Luckily, none of the reels was damaged by prying hands. Still, the search had its built-in irony, considering that "El Rey" ("The King") is a fictionalized account of Jaime Caicedo, Colombia's largely unknown first cocaine drug lord, a violent but Robin Hood-type figure who rose to power during the 1970s in Cali, Colombia's third-largest city.
Dorado, a native of Cali, sees the film as Colombia's chance to tell its own version of the drug war's beginnings, decades before the country became the third-largest recipient of US military aid that it is today.
Having police manhandling his reels wasn't the only hurdle Dorado had to overcome, however. Colombia initially nominated "Maria Full of Grace," a high-profile favorite among US critics, as its entry for the Oscar for Best Foreign Film. But the choice ran up against a little-known Academy of Motion Pictures Arts and Sciences rule: Foreign-language films must be made largely by people from the country doing the nominating. "Maria" was written and directed by Joshua Marston, a US native. Colombia's answer was to choose "El Rey." The five candidates for the foreign-language Oscar will be announced Jan. 25.
The series of events only served to underscore Dorado's belief that Colombia needs to tell its own story.

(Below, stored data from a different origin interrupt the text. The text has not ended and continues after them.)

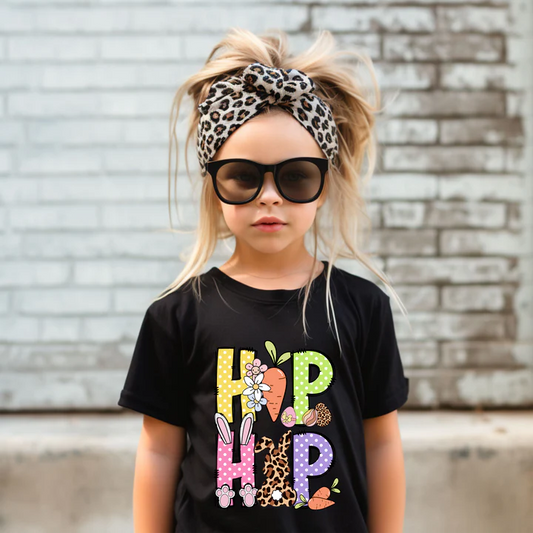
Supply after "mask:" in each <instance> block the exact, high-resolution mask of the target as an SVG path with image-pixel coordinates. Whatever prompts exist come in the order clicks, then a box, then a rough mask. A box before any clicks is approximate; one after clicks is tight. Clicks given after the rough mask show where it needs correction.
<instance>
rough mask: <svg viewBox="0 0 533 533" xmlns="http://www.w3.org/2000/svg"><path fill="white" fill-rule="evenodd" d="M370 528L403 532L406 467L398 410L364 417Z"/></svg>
mask: <svg viewBox="0 0 533 533" xmlns="http://www.w3.org/2000/svg"><path fill="white" fill-rule="evenodd" d="M363 424H364V432H365V448H366V464H367V480H368V506H369V507H368V519H367V525H368V531H369V532H370V533H402V532H403V521H404V513H405V492H406V490H405V470H404V460H403V450H402V442H401V438H400V429H399V426H398V414H397V411H392V412H391V413H388V414H386V415H383V416H377V417H374V418H368V419H364V421H363Z"/></svg>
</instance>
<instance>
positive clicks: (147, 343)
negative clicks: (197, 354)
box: [118, 300, 189, 427]
mask: <svg viewBox="0 0 533 533" xmlns="http://www.w3.org/2000/svg"><path fill="white" fill-rule="evenodd" d="M161 302H162V300H157V301H155V302H153V303H152V304H151V305H150V307H148V309H147V311H146V313H145V315H144V318H143V321H142V324H141V328H140V331H139V335H138V337H137V341H136V343H135V348H134V351H133V356H132V359H131V363H130V367H129V370H128V373H127V376H126V381H125V383H124V388H123V389H122V391H121V393H120V398H119V401H118V405H120V406H121V407H126V408H128V409H132V410H133V411H137V412H139V413H142V414H146V415H148V416H151V417H153V418H157V419H159V420H162V421H163V422H167V423H169V424H173V425H176V426H182V427H186V426H187V413H188V397H189V395H188V390H187V385H186V384H187V380H186V376H185V365H184V358H183V353H182V349H181V342H180V332H179V330H178V324H177V320H176V318H175V317H173V316H172V313H171V312H169V308H168V307H167V306H165V305H161Z"/></svg>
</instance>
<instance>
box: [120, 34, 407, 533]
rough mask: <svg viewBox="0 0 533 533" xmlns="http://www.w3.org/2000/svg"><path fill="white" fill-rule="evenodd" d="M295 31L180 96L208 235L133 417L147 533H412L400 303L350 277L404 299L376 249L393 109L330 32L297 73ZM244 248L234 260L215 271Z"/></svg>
mask: <svg viewBox="0 0 533 533" xmlns="http://www.w3.org/2000/svg"><path fill="white" fill-rule="evenodd" d="M278 33H279V35H278V37H272V36H261V37H259V36H256V35H254V34H253V33H250V32H248V31H246V30H242V29H233V30H231V31H230V33H229V34H228V35H227V36H226V38H225V39H224V40H223V41H222V42H221V43H219V44H218V45H217V46H215V48H214V49H213V51H212V53H211V54H210V56H209V58H208V60H207V62H206V64H205V65H204V67H203V68H202V70H201V71H200V72H198V73H196V74H195V75H193V76H191V78H189V79H188V80H187V81H186V82H185V84H184V85H183V86H182V87H181V88H180V89H179V91H178V93H177V95H176V99H175V104H177V110H176V116H177V114H178V111H179V104H180V101H181V100H182V98H183V97H184V95H185V94H188V95H191V97H192V98H193V100H194V104H195V108H194V112H193V114H192V116H191V121H190V129H189V132H188V133H189V135H188V137H187V144H188V141H189V140H190V138H191V136H192V135H193V134H194V133H196V137H195V140H196V149H197V155H198V160H199V163H200V170H201V174H202V180H203V181H202V198H201V206H200V222H199V227H198V236H197V241H196V245H195V247H194V249H193V252H192V255H191V257H190V258H189V259H188V262H187V264H186V266H185V268H184V271H183V272H182V273H181V275H180V276H179V277H178V278H177V279H176V280H175V282H174V283H173V284H172V285H171V286H170V287H169V288H168V289H167V290H166V291H165V292H164V293H163V294H162V295H160V296H159V297H158V298H157V299H155V300H154V301H153V302H152V303H151V304H150V306H149V307H148V309H147V311H146V314H145V316H144V320H143V322H142V325H141V329H140V332H139V336H138V339H137V342H136V346H135V350H134V353H133V357H132V361H131V366H130V369H129V372H128V374H127V377H126V381H125V384H124V388H123V390H122V392H121V395H120V400H119V402H118V405H120V406H123V407H127V408H129V409H132V410H134V411H137V412H140V413H143V414H144V418H143V427H142V433H141V438H140V442H139V447H138V450H137V456H136V467H135V481H134V490H133V506H134V522H135V532H136V533H148V532H150V533H158V532H160V533H163V532H164V533H170V532H171V531H174V532H176V533H177V532H180V533H203V532H209V533H211V532H213V533H214V532H224V533H230V532H231V533H249V532H253V533H263V532H264V533H266V532H269V533H274V532H275V533H289V532H290V533H296V532H302V533H303V532H308V533H310V532H317V533H341V532H350V533H363V532H368V531H370V532H386V533H399V532H401V531H402V524H403V518H404V504H405V501H404V500H405V488H404V485H405V477H404V470H403V456H402V447H401V440H400V436H399V429H398V421H397V413H396V410H397V409H398V408H399V407H401V406H402V405H404V403H405V402H406V401H407V397H408V391H409V380H408V379H407V378H406V377H405V376H404V372H403V366H402V362H401V358H400V354H399V351H398V345H397V341H396V337H395V330H394V325H393V318H392V312H391V306H390V298H389V296H388V295H387V294H386V293H385V292H384V291H383V290H382V289H381V288H380V287H379V286H378V285H376V284H375V283H373V282H372V281H369V280H367V279H365V278H363V277H359V276H357V275H355V274H352V273H349V272H347V271H345V270H343V269H341V268H338V267H336V266H335V265H334V261H335V259H336V258H338V257H342V258H347V259H357V260H358V261H361V262H362V263H363V264H364V265H366V266H367V267H368V268H370V269H371V270H372V272H374V273H375V274H377V276H378V277H379V278H380V279H381V280H382V281H383V282H384V283H385V284H387V286H388V287H389V288H391V287H390V284H389V283H388V282H387V279H386V277H385V275H384V274H383V273H381V272H380V271H378V269H376V268H375V267H373V266H372V265H371V263H370V260H369V259H368V256H366V255H365V254H364V253H363V252H362V251H361V250H360V246H359V244H357V242H356V238H357V237H358V235H359V234H360V233H361V232H360V229H361V224H362V218H363V217H366V218H367V219H368V216H367V215H366V212H365V204H364V202H363V200H362V196H361V192H360V189H361V180H362V179H363V178H364V177H365V176H364V174H365V173H364V172H363V167H365V166H366V175H367V176H370V175H371V173H372V171H373V168H374V163H375V146H374V114H375V113H376V111H377V110H378V109H377V106H372V105H371V104H370V103H369V101H368V99H367V98H366V97H365V95H364V94H363V91H362V90H361V89H360V88H359V86H358V84H357V83H356V81H355V79H354V76H353V74H352V72H351V68H350V65H349V64H348V63H344V64H342V63H341V62H339V61H338V59H337V57H338V56H339V55H341V53H344V54H350V53H351V54H354V53H353V52H332V51H331V50H332V48H333V46H334V41H333V38H332V36H331V34H330V33H329V32H327V31H322V32H321V34H320V36H319V38H318V40H317V41H316V42H315V44H314V45H313V46H312V47H311V48H310V49H309V50H308V51H307V52H305V53H303V54H301V55H299V56H296V57H293V56H292V55H289V54H288V52H287V43H286V40H287V38H286V35H285V34H284V33H283V32H278ZM222 48H226V50H225V52H224V53H222V54H221V55H219V57H217V58H215V57H214V55H215V52H216V51H217V50H219V49H222ZM357 57H361V58H362V59H363V60H364V61H365V62H366V64H367V66H368V67H369V68H370V72H371V73H373V70H372V65H371V63H370V62H369V60H367V59H366V58H365V57H364V56H360V55H358V54H357ZM374 83H375V77H374ZM374 89H375V94H376V98H377V100H378V104H379V89H378V88H377V87H376V86H375V85H374ZM309 230H311V231H309ZM309 234H311V237H312V239H311V240H312V249H313V253H312V254H311V253H310V252H308V251H307V247H306V243H305V238H306V236H308V235H309ZM228 237H234V238H235V249H234V251H233V255H232V256H231V258H230V259H229V260H228V261H227V262H226V263H224V264H223V265H221V266H220V267H216V266H213V267H212V268H211V269H209V270H208V271H207V272H203V273H202V268H203V267H204V266H205V264H206V262H207V261H208V260H209V258H210V257H211V256H212V255H213V253H214V251H215V247H216V244H217V242H218V241H219V239H226V238H228ZM319 244H320V246H321V247H322V250H323V251H324V252H325V255H326V257H327V260H317V248H318V245H319ZM391 290H392V289H391ZM392 293H393V294H395V293H394V291H392ZM302 296H303V301H302ZM395 298H396V299H397V296H396V295H395ZM398 301H399V299H398ZM402 309H403V308H402Z"/></svg>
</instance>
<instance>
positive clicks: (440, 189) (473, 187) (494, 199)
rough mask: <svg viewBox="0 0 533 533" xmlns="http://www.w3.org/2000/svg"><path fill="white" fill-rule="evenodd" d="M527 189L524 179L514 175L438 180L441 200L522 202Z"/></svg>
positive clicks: (499, 175) (461, 177)
mask: <svg viewBox="0 0 533 533" xmlns="http://www.w3.org/2000/svg"><path fill="white" fill-rule="evenodd" d="M525 187H526V183H525V180H524V178H522V177H519V176H513V175H484V174H465V175H456V176H445V177H444V176H443V177H441V178H439V180H438V188H439V198H441V199H443V200H472V201H480V200H507V201H510V202H513V201H521V200H522V199H523V198H524V195H525V194H526V189H525Z"/></svg>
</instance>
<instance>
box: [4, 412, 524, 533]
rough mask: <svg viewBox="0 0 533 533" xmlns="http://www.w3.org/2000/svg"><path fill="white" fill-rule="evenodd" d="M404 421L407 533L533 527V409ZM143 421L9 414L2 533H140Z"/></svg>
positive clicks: (4, 444) (123, 418)
mask: <svg viewBox="0 0 533 533" xmlns="http://www.w3.org/2000/svg"><path fill="white" fill-rule="evenodd" d="M399 421H400V429H401V433H402V441H403V446H404V454H405V466H406V475H407V509H406V520H405V529H404V531H405V532H406V533H428V532H431V533H441V532H442V533H444V532H446V533H449V532H450V531H453V532H454V533H463V532H464V533H466V532H468V533H478V532H479V533H481V532H483V533H501V532H503V531H512V532H513V533H526V532H530V531H533V411H527V412H502V411H491V412H482V413H473V412H469V413H463V412H454V411H445V412H409V411H404V412H400V415H399ZM141 423H142V416H141V415H137V414H131V413H129V412H125V413H119V414H115V413H112V414H76V415H63V414H59V415H50V414H43V415H24V414H23V415H15V414H6V415H0V531H1V532H2V533H15V532H16V533H36V532H39V533H48V532H54V533H57V532H58V531H65V532H66V531H68V532H69V533H70V532H72V533H93V532H94V533H111V532H112V533H122V532H124V533H126V532H128V533H131V532H132V531H133V523H132V518H131V517H132V506H131V502H132V483H133V473H134V462H135V452H136V449H137V443H138V438H139V432H140V428H141ZM191 533H192V532H191Z"/></svg>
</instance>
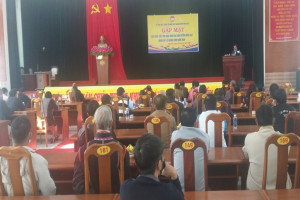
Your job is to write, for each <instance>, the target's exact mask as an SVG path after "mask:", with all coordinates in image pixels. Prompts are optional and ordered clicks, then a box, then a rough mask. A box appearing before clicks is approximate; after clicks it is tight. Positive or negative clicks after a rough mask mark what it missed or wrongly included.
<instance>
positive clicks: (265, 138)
mask: <svg viewBox="0 0 300 200" xmlns="http://www.w3.org/2000/svg"><path fill="white" fill-rule="evenodd" d="M256 121H257V124H258V126H260V128H259V131H258V132H254V133H249V134H247V136H246V138H245V145H244V147H243V152H244V155H245V157H246V158H248V159H249V163H250V166H249V170H248V176H247V189H249V190H261V187H262V178H263V169H264V151H265V143H266V141H267V139H268V138H269V137H270V136H271V135H273V134H280V133H279V132H275V130H274V129H273V112H272V108H271V107H270V106H269V105H266V104H264V103H263V104H261V105H260V107H259V108H258V109H257V111H256ZM276 171H277V147H275V146H274V145H270V146H269V150H268V174H267V183H266V189H267V190H272V189H276ZM291 187H292V183H291V180H290V176H289V174H287V182H286V189H290V188H291Z"/></svg>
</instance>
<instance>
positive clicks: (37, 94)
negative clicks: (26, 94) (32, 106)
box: [35, 90, 45, 99]
mask: <svg viewBox="0 0 300 200" xmlns="http://www.w3.org/2000/svg"><path fill="white" fill-rule="evenodd" d="M44 94H45V92H44V90H38V91H36V93H35V98H39V99H42V98H43V96H44Z"/></svg>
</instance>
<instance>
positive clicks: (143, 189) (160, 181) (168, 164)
mask: <svg viewBox="0 0 300 200" xmlns="http://www.w3.org/2000/svg"><path fill="white" fill-rule="evenodd" d="M163 147H164V145H163V142H162V141H161V139H160V138H158V137H157V136H155V135H153V134H150V133H146V134H144V135H142V136H141V137H140V138H139V139H138V140H137V142H136V146H135V147H134V150H133V151H134V158H135V163H136V166H137V169H138V170H139V172H140V175H139V176H138V177H137V178H136V179H128V180H126V181H124V182H123V184H122V185H121V189H120V199H121V200H133V199H134V200H153V199H155V200H166V199H172V200H179V199H182V200H183V199H184V195H183V192H182V190H181V185H180V181H179V179H178V175H177V171H176V169H175V168H174V167H173V166H171V165H170V164H168V163H166V162H165V161H164V157H163V155H162V154H163V150H164V148H163ZM160 174H161V175H164V176H166V177H168V178H169V179H170V180H169V181H168V182H162V181H160V180H159V179H158V176H159V175H160Z"/></svg>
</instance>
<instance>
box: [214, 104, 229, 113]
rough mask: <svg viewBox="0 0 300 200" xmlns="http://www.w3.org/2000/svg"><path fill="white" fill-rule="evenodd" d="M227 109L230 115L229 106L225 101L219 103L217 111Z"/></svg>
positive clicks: (226, 109)
mask: <svg viewBox="0 0 300 200" xmlns="http://www.w3.org/2000/svg"><path fill="white" fill-rule="evenodd" d="M223 108H225V109H226V113H228V104H227V103H226V102H225V101H218V102H217V105H216V109H217V110H219V111H221V112H222V109H223Z"/></svg>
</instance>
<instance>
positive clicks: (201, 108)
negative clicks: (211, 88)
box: [193, 85, 207, 113]
mask: <svg viewBox="0 0 300 200" xmlns="http://www.w3.org/2000/svg"><path fill="white" fill-rule="evenodd" d="M206 92H207V89H206V86H205V85H200V87H199V93H201V94H206ZM197 103H198V113H201V112H202V98H200V99H199V100H198V102H197V99H196V95H195V96H194V100H193V108H194V109H195V110H196V109H197Z"/></svg>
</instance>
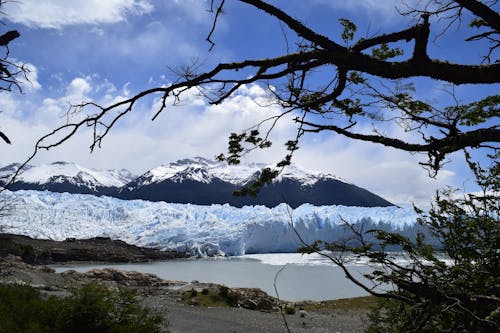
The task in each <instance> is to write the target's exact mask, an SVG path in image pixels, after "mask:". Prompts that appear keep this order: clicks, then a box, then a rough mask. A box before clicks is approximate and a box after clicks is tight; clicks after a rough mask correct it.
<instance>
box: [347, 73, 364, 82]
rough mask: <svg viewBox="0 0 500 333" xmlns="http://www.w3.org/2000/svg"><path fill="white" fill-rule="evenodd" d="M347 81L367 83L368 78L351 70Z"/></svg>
mask: <svg viewBox="0 0 500 333" xmlns="http://www.w3.org/2000/svg"><path fill="white" fill-rule="evenodd" d="M347 81H349V82H351V83H354V84H359V83H365V82H366V79H365V78H364V77H362V76H361V75H360V74H359V72H350V73H349V76H348V77H347Z"/></svg>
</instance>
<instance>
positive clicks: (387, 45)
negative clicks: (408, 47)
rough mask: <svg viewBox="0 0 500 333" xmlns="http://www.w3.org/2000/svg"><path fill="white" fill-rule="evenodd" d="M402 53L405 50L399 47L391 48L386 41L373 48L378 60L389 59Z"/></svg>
mask: <svg viewBox="0 0 500 333" xmlns="http://www.w3.org/2000/svg"><path fill="white" fill-rule="evenodd" d="M400 55H403V50H401V49H400V48H397V47H395V48H390V47H389V46H388V45H387V44H386V43H384V44H381V45H380V47H374V48H373V49H372V56H373V57H374V58H376V59H378V60H387V59H391V58H394V57H397V56H400Z"/></svg>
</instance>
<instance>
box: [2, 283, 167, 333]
mask: <svg viewBox="0 0 500 333" xmlns="http://www.w3.org/2000/svg"><path fill="white" fill-rule="evenodd" d="M0 299H1V300H2V302H0V318H2V324H1V325H0V333H10V332H26V333H28V332H47V333H48V332H54V333H56V332H68V333H70V332H71V333H78V332H86V333H87V332H89V333H91V332H102V333H105V332H130V333H132V332H144V333H146V332H148V333H149V332H162V329H161V325H162V324H164V319H163V318H162V317H160V316H158V315H155V314H153V313H151V312H150V310H148V309H145V308H143V307H141V305H140V304H139V302H138V300H137V298H136V296H135V295H134V293H132V292H131V291H129V290H119V291H112V290H109V289H107V288H106V287H104V286H102V285H99V284H87V285H84V286H82V287H80V288H78V289H75V290H74V291H73V292H72V294H71V296H69V297H67V298H56V297H55V296H50V297H45V296H43V295H42V294H41V293H40V292H39V291H37V290H35V289H33V288H31V287H29V286H19V285H0Z"/></svg>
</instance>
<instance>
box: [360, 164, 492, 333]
mask: <svg viewBox="0 0 500 333" xmlns="http://www.w3.org/2000/svg"><path fill="white" fill-rule="evenodd" d="M469 163H470V166H471V168H472V169H473V171H474V172H475V173H476V175H477V178H478V183H480V184H482V185H483V189H484V193H483V195H466V196H465V197H464V198H460V199H457V198H456V196H455V195H454V193H453V191H451V190H444V191H441V192H440V193H438V195H437V196H436V200H435V203H434V205H433V207H432V208H431V209H430V211H429V212H428V213H425V214H424V213H423V212H422V215H421V217H420V218H419V223H420V224H421V225H422V226H425V227H426V229H427V230H428V235H430V236H431V237H434V238H436V239H438V240H439V241H440V244H441V247H440V248H439V249H435V248H434V247H432V246H430V245H428V244H427V243H426V237H425V235H424V234H419V235H417V237H416V239H415V240H414V241H411V240H409V239H407V238H405V237H402V236H400V235H397V234H394V233H388V232H382V231H377V232H376V236H377V239H378V240H379V241H381V242H382V251H380V252H379V251H374V252H372V253H371V255H369V257H370V258H371V259H372V262H376V263H379V264H382V265H383V267H384V268H386V269H382V270H377V271H374V272H372V273H371V274H369V275H367V277H368V278H370V279H371V280H372V281H374V282H376V283H391V284H392V285H394V286H395V290H394V291H393V292H390V293H388V296H389V297H390V296H394V298H393V299H390V298H388V299H386V300H385V301H384V302H382V303H380V305H379V307H378V308H377V309H376V310H374V312H373V313H372V317H371V319H372V323H373V324H372V326H371V327H370V329H369V332H402V331H407V330H413V331H418V332H492V331H495V330H498V329H499V328H500V310H499V309H500V289H499V288H498V286H499V285H500V277H499V275H498V267H500V223H499V216H500V211H499V209H500V205H499V199H498V196H495V195H494V194H492V193H495V192H494V191H497V190H498V187H499V182H500V180H499V177H498V168H499V166H498V162H497V161H495V163H494V164H493V166H492V167H491V168H490V169H488V170H484V169H482V168H480V166H479V165H477V164H475V163H472V162H469ZM394 244H396V245H399V246H400V247H401V248H402V249H403V252H404V255H405V257H406V258H408V259H409V264H408V266H405V267H402V266H398V265H395V264H394V262H393V261H391V260H390V257H389V256H388V255H387V253H384V251H383V249H384V247H385V246H388V245H394ZM375 254H378V255H379V256H376V255H375ZM381 254H384V255H381ZM387 268H389V270H387Z"/></svg>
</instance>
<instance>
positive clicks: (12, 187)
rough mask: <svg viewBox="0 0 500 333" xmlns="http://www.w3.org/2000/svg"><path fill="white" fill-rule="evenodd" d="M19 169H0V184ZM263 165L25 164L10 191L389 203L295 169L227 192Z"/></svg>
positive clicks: (232, 203) (359, 187) (200, 197)
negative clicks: (29, 191) (138, 172)
mask: <svg viewBox="0 0 500 333" xmlns="http://www.w3.org/2000/svg"><path fill="white" fill-rule="evenodd" d="M18 167H19V164H10V165H7V166H5V167H3V168H0V185H1V184H2V183H4V184H5V182H7V181H8V179H9V176H10V175H11V174H12V172H14V171H15V170H16V169H17V168H18ZM264 167H267V165H265V164H259V163H251V164H241V165H236V166H233V165H228V164H227V163H224V162H216V161H212V160H208V159H205V158H202V157H195V158H192V159H183V160H179V161H176V162H173V163H169V164H165V165H161V166H159V167H156V168H153V169H151V170H149V171H147V172H145V173H144V174H142V175H140V176H136V175H134V174H132V173H131V172H129V171H128V170H125V169H120V170H94V169H88V168H85V167H82V166H79V165H77V164H75V163H70V162H54V163H51V164H44V165H40V166H32V165H28V166H26V167H25V168H24V170H23V172H22V173H21V174H20V175H19V176H18V177H17V179H16V181H15V182H14V183H13V184H12V185H11V186H10V187H9V190H11V191H17V190H39V191H43V190H47V191H51V192H60V193H62V192H68V193H77V194H93V195H97V196H101V195H106V196H112V197H116V198H120V199H126V200H131V199H143V200H148V201H165V202H171V203H191V204H200V205H210V204H226V203H227V204H229V205H231V206H235V207H242V206H246V205H264V206H267V207H274V206H277V205H278V204H280V203H282V202H285V203H287V204H288V205H290V206H291V207H293V208H295V207H298V206H300V205H302V204H304V203H309V204H312V205H316V206H323V205H344V206H362V207H386V206H391V205H392V204H391V203H390V202H388V201H387V200H385V199H383V198H381V197H380V196H378V195H376V194H374V193H371V192H369V191H368V190H365V189H363V188H361V187H358V186H356V185H353V184H350V183H347V182H345V181H342V180H341V179H339V178H337V177H335V176H334V175H331V174H325V173H318V172H312V171H307V170H304V169H302V168H300V167H299V166H297V165H293V164H292V165H290V166H288V167H287V168H285V169H284V170H283V172H282V173H281V174H280V175H279V176H278V178H277V179H276V180H275V181H274V182H273V183H272V184H270V185H267V186H265V187H263V188H262V189H261V191H260V193H259V194H258V195H257V196H256V197H255V198H254V197H248V196H245V197H237V196H233V195H232V193H233V192H234V191H235V190H238V189H241V188H242V187H243V186H245V185H247V184H250V183H251V182H253V181H254V180H255V179H256V178H257V177H258V175H259V173H260V171H261V170H262V169H263V168H264Z"/></svg>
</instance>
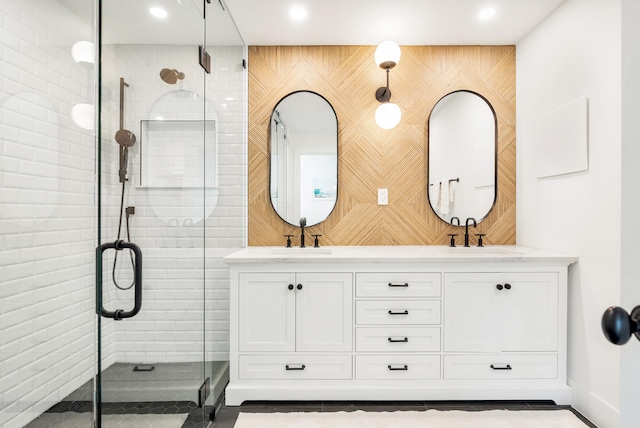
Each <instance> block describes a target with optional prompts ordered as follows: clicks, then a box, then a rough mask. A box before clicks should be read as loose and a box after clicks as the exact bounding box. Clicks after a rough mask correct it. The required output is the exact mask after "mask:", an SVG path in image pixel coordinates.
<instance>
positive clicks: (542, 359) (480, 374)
mask: <svg viewBox="0 0 640 428" xmlns="http://www.w3.org/2000/svg"><path fill="white" fill-rule="evenodd" d="M557 377H558V357H557V356H556V355H539V354H536V355H510V354H495V355H445V356H444V378H445V379H555V378H557Z"/></svg>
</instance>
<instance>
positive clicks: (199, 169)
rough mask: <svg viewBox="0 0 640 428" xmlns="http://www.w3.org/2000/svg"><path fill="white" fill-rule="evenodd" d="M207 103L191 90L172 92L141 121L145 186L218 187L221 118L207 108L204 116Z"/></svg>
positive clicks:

"This movie was made in answer to all the movies that have been made in North America about 'the other' - about us,'' Dorado says.
"I think Colombia is sufficiently mature to begin talking about this whole thing with the drug trade, through real-life characters - characters that we all know, events that we have all lived,'' he adds.
Daniel Lesoeur, owner of Eurocine, the French company still looking to broker a deal that would bring the film to US theaters, chose to back the film because of Dorado's compelling characters.
"The main character doesn't even realize that he is betraying his own wife and his friends just to stay at the top. It's crazy,'' Mr. Lesoeur says.